All Middle East and North Africa (MENA) sovereigns face significant water-related challenges, which will be compounded by the effects of climate change.
According to Moody’s, this exposure curbs credit strength by limiting economic growth potential and eroding fiscal resources.
“If left unaddressed, it could also aggravate social and cross-border tensions, increasing political riskm,” says Moody’s.
Water-related risks curb sovereign creditworthiness through multiple channels.
Water scarcity limits economic strength through lost growth opportunities and raises the fiscal burden by compelling governments to spend on projects to support their water resources.

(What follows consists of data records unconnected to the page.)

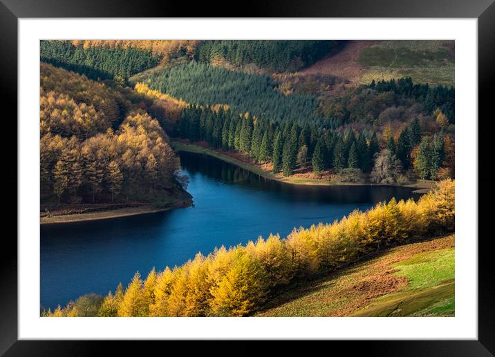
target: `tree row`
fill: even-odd
[[[223,59],[235,67],[254,64],[276,72],[294,72],[317,61],[337,46],[337,41],[203,41],[197,59],[211,64]]]
[[[136,273],[104,298],[84,296],[46,316],[243,316],[252,314],[281,287],[338,269],[384,247],[454,231],[455,183],[440,182],[412,199],[355,211],[339,222],[295,229],[281,239],[260,237],[223,247],[173,269]]]
[[[133,47],[84,47],[68,41],[41,41],[41,61],[84,74],[93,79],[124,84],[133,74],[155,67],[161,57]]]

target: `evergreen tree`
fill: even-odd
[[[414,160],[414,168],[420,178],[426,180],[431,174],[431,148],[430,140],[427,136],[421,138],[420,148]]]
[[[411,164],[409,155],[412,151],[410,142],[411,132],[409,128],[404,128],[400,132],[397,141],[397,157],[402,163],[404,168],[407,169]]]
[[[292,150],[290,146],[290,139],[288,138],[283,144],[283,150],[282,151],[282,173],[284,176],[289,176],[292,173],[290,157]]]
[[[393,136],[390,135],[389,137],[389,141],[386,143],[386,148],[390,150],[390,152],[393,155],[395,155],[397,149],[395,148],[395,140],[393,139]]]
[[[349,158],[347,160],[347,167],[351,168],[358,168],[359,166],[357,149],[356,148],[356,143],[353,142],[349,151]]]
[[[380,152],[380,144],[378,144],[378,139],[376,137],[376,133],[373,133],[370,139],[369,144],[370,157],[375,157],[375,154]]]
[[[120,193],[122,189],[123,176],[120,171],[119,164],[115,161],[111,161],[108,166],[109,191],[112,193],[112,202],[115,195]]]
[[[344,146],[344,141],[342,137],[339,137],[333,151],[333,167],[335,167],[337,171],[344,168],[347,164],[346,162]]]
[[[280,171],[282,165],[283,146],[282,133],[277,129],[275,134],[275,140],[273,142],[273,154],[272,155],[273,160],[273,172],[275,173]]]
[[[308,162],[308,146],[303,144],[297,153],[297,164],[300,167],[306,167]]]
[[[264,162],[270,157],[270,144],[268,143],[268,132],[265,131],[263,135],[263,139],[261,139],[261,146],[259,148],[259,155],[258,157],[258,161],[260,162]]]
[[[255,162],[257,162],[259,158],[259,149],[261,146],[261,140],[263,139],[263,134],[261,133],[261,128],[259,123],[254,126],[254,129],[252,132],[252,139],[251,140],[251,156],[254,159]]]
[[[418,119],[418,117],[415,117],[414,119],[411,122],[409,135],[409,142],[411,143],[411,147],[413,148],[421,142],[421,126],[420,125],[420,119]]]
[[[357,137],[357,157],[359,157],[359,168],[364,172],[368,172],[371,166],[371,160],[370,157],[369,148],[366,143],[366,139],[363,132],[359,133]]]
[[[445,144],[442,133],[435,134],[431,145],[429,175],[436,180],[437,172],[441,167],[445,157]]]
[[[148,155],[144,169],[146,171],[146,178],[148,182],[147,186],[149,186],[150,189],[154,189],[158,183],[158,171],[156,159],[153,154]]]
[[[292,169],[296,166],[297,159],[297,125],[294,124],[290,129],[288,139],[283,144],[282,153],[282,171],[284,176],[292,174]]]
[[[251,138],[252,137],[252,119],[247,116],[243,119],[243,124],[241,129],[240,149],[244,154],[249,154],[251,151]]]
[[[320,139],[317,142],[315,151],[311,159],[312,171],[316,175],[320,175],[324,170],[324,159],[322,152],[322,146],[324,145],[323,140]]]
[[[226,117],[222,128],[222,150],[229,150],[229,133],[230,131],[230,117]]]
[[[235,150],[236,148],[235,139],[237,122],[234,117],[230,119],[230,125],[229,126],[229,150]]]

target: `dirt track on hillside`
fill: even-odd
[[[365,71],[364,66],[359,63],[359,53],[364,48],[371,46],[377,41],[351,41],[335,55],[323,59],[299,72],[301,74],[314,75],[321,73],[333,75],[351,81],[357,81]]]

Exacerbated by severe scarcity, water management risks engender social and geopolitical strains because of the critical importance of adequate water supply for food security, economic development and social stability.

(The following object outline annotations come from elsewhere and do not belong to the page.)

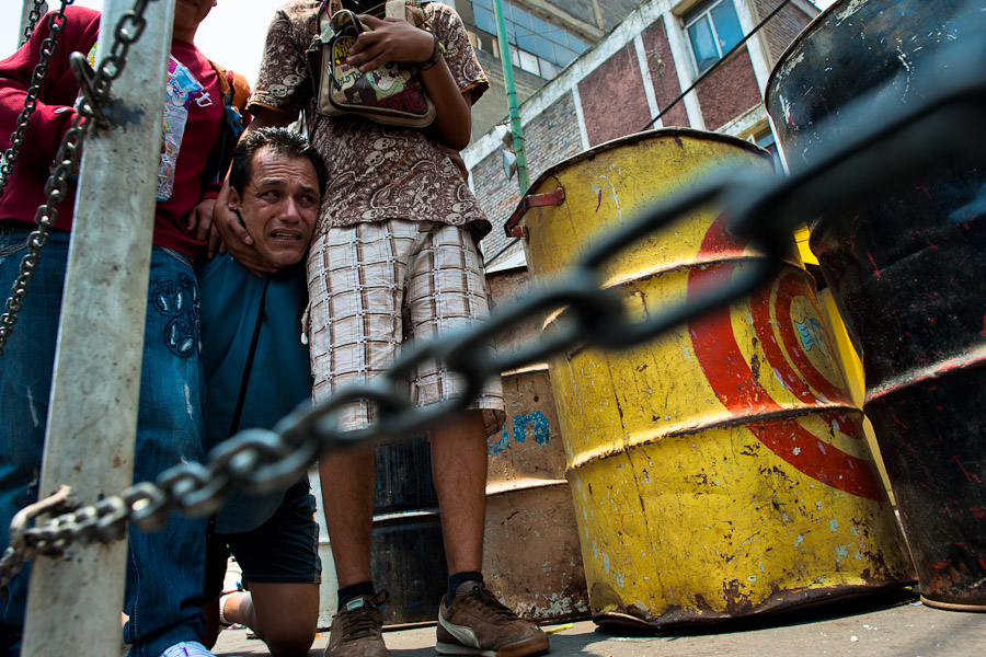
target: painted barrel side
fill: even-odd
[[[329,529],[325,527],[325,505],[322,502],[318,463],[308,469],[308,479],[319,505],[319,510],[316,511],[316,521],[319,523],[319,558],[322,561],[322,581],[319,584],[319,630],[329,630],[339,607],[339,578],[335,576],[335,562],[332,561],[332,545],[329,543]]]
[[[493,304],[527,290],[527,269],[489,273]],[[498,351],[538,337],[543,316],[519,322],[496,342]],[[521,616],[562,622],[589,615],[588,591],[565,452],[548,366],[503,372],[506,423],[490,438],[483,574]]]
[[[789,161],[868,92],[906,105],[982,2],[837,2],[778,61],[767,107]],[[862,120],[879,119],[870,105]],[[868,114],[869,113],[869,114]],[[955,157],[812,226],[811,246],[862,354],[873,423],[929,604],[986,610],[986,157]]]
[[[448,569],[427,440],[375,450],[376,491],[370,568],[390,597],[385,625],[434,623]]]
[[[768,170],[738,139],[663,129],[546,172],[526,211],[531,274],[711,169]],[[603,284],[635,316],[721,285],[756,253],[703,208],[616,254]],[[796,255],[747,300],[626,351],[549,361],[593,618],[665,627],[901,588],[908,560],[861,412]]]

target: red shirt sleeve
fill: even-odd
[[[64,28],[55,33],[57,47],[48,60],[48,71],[36,82],[35,67],[44,42],[53,34],[54,15],[55,12],[45,15],[27,43],[0,61],[0,147],[10,148],[11,135],[28,102],[28,91],[36,83],[36,106],[19,155],[46,162],[55,158],[76,116],[72,105],[79,87],[69,67],[69,55],[76,50],[88,54],[95,44],[100,25],[99,12],[82,7],[67,8],[61,19]]]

Water-related exposures are largest for sovereigns with lowest per capita incomes, while mitigants are strongest in the Gulf Cooperation Council region.
Water scarcity and water management risks pose the biggest credit constraint for sovereigns where water-intensive agriculture is an important source of employment and income, including Egypt, Morocco and Tunisia.

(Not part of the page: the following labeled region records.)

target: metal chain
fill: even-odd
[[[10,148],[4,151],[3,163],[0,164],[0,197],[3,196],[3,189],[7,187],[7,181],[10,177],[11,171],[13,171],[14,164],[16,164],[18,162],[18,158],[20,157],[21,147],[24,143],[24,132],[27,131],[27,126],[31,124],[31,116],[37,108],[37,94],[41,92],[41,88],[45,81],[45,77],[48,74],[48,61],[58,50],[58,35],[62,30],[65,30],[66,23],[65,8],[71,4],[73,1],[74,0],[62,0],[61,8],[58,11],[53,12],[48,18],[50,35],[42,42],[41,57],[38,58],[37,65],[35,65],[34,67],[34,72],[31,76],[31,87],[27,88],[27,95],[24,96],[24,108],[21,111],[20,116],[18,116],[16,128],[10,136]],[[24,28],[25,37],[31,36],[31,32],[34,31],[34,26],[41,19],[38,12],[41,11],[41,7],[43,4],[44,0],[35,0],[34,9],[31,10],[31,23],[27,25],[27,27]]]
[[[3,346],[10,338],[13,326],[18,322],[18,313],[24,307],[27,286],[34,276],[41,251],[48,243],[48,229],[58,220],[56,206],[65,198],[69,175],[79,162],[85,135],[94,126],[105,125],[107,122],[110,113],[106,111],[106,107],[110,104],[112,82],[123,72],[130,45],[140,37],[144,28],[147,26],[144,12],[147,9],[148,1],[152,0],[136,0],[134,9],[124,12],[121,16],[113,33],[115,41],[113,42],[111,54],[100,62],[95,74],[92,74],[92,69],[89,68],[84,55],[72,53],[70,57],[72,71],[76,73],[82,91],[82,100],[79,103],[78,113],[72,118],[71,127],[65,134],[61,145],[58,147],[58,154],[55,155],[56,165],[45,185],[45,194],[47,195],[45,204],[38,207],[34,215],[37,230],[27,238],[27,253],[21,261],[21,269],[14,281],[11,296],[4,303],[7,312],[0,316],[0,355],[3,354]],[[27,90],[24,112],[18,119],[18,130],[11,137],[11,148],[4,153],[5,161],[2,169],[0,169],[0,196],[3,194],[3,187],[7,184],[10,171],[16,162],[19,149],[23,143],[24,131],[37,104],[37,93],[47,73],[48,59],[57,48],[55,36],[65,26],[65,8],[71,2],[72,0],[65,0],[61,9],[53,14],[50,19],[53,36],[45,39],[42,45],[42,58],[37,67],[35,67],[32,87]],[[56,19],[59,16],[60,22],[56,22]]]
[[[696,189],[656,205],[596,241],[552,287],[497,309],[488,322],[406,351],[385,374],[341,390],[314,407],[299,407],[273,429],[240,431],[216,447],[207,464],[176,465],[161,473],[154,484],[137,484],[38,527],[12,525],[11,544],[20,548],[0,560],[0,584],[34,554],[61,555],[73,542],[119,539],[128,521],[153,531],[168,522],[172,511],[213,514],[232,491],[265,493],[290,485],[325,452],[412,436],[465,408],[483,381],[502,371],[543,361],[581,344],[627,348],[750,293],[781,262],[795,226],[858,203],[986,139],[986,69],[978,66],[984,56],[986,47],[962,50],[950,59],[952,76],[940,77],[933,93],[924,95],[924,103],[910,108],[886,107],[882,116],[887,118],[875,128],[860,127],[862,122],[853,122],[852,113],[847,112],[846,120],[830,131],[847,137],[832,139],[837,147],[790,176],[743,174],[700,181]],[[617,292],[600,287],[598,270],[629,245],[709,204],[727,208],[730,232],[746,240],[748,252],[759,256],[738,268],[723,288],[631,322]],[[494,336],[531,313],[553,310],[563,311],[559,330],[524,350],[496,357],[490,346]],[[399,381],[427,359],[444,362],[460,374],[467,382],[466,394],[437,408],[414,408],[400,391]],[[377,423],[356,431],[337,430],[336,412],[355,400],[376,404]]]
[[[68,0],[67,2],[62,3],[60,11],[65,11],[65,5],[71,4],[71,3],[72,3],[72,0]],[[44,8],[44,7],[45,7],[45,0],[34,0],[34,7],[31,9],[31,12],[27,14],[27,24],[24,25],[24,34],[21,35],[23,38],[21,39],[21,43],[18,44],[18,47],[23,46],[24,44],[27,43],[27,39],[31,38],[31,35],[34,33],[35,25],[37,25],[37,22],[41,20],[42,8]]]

In the energy-abundant Gulf Cooperation Council (GCC), risks are mitigated by higher percapita incomes, implying lower dependence on domestic agricultural output, and the capacity to supplement renewable water resources with energy-intensive seawater desalination.
However, even in the GCC, improving water security will require significant additional investments in water infrastructure, especially in Saudi Arabia, which currently meets most of its water demand by tapping nonrenewable underground aquifers.
“Sovereigns with stronger institutions, which support good water sector governance, will be better positioned to manage water-related challenges.”